No entanto, quando deixa de ser Kumari, retorna à vida comum. Esse momento de transição pode ser delicado, pois a menina precisa se reinserir em um cotidiano sem os privilégios e responsabilidades que a acompanharam desde a infância.

Processo de sucessão

Aqui está como se dá a transição de uma Kumari antiga para uma nova:

  1. Fim do mandato

    • A menina deixa o papel de Kumari ao atingir a puberdade (ou começar a menstruar). A menstruação é vista tradicionalmente como que marca o fim de sua condição de deusa viva.

    • Também se encerra se houver sangramento por ferimento ou por outras razões que violem os critérios de pureza.

    • Cerimônia de substituição

    • Uma nova Kumari é escolhida por um comitê de sacerdotes religiosos, astrólogos e autoridades culturais.

    • Há cerimônias formais e rituais festivos. Por exemplo, a nova Kumari é conduzida para seu palácio/templo (Kumari Ghar) durante um festival importante, às vezes carregada pelo ritual, recebendo reverência do público.

  2. Período de reclusão ritual

    • Enquanto estiver no papel de Kumari, ela vive em reclusão relativa, saindo apenas para festividades ou cerimônias específicas. Possui tarefas rituais, recebe visitas e bênçãos do público, etc.

  3. Pós-Kumari

    • Depois de deixar a função, a ex-Kumari retorna à vida comum, embora haja desafios de reintegração.

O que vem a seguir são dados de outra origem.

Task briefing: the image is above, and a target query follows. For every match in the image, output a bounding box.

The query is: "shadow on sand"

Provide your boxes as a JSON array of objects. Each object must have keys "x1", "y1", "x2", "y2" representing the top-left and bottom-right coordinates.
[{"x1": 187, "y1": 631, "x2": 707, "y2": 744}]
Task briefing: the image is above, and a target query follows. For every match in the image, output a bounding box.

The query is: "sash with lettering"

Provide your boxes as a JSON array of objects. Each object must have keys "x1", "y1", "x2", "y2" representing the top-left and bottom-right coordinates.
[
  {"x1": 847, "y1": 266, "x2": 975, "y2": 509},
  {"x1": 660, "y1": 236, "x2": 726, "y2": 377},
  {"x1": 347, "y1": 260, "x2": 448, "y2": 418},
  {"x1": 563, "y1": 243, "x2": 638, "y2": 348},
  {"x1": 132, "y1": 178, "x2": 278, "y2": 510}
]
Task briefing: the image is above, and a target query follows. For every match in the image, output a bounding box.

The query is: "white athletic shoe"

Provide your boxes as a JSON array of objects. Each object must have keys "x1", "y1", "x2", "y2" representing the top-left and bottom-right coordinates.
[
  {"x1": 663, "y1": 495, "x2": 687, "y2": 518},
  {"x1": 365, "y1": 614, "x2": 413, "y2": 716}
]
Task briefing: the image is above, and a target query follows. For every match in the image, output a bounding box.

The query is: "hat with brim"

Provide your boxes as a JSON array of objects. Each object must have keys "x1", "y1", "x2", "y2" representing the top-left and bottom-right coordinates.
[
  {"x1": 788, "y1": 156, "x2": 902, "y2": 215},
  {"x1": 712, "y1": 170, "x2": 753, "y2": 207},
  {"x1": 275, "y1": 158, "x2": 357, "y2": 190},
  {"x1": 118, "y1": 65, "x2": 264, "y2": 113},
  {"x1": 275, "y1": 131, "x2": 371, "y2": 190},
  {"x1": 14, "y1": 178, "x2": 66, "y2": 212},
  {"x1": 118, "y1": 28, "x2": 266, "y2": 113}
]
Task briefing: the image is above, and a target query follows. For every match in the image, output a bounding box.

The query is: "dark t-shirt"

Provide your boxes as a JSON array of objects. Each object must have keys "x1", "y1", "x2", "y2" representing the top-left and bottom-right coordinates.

Os Limites das Práticas Religiosas

A sucessão das Kumari reflete a força do imaginário religioso do Nepal, onde o divino se manifesta no humano de forma concreta e ritualizada. Ao mesmo tempo, levanta debates contemporâneos sobre os direitos das crianças, a preservação cultural e a relação entre tradição e modernidade.

Ainda assim, a figura da Kumari permanece central para a identidade espiritual do país, unindo devoção popular, poder político e a ideia de que o sagrado pode habitar um corpo infantil.

A Nova Kumari

Em 30 de setembro de 2025, Aryatara Shakya, de 2 anos e 8 meses, foi selecionada como a nova Kumari de Kathmandu, Nepal — uma menina-deusa viva venerada tanto por hindus quanto por budistas. Ela sucedeu Trishna Shakya, que servia como Kumari desde 2017 e deixou o papel ao atingir a puberdade, o que é tradicionalmente o critério para encerrar o reinado divino. Aryatara foi levada em cerimônia da sua casa até o templo-palácio Kumari Ghar, durante o festival hindu de Dashain, e deverá viver em reclusão ritual, saindo apenas em eventos religiosos, até que cumpridos os requisitos para sua substituição.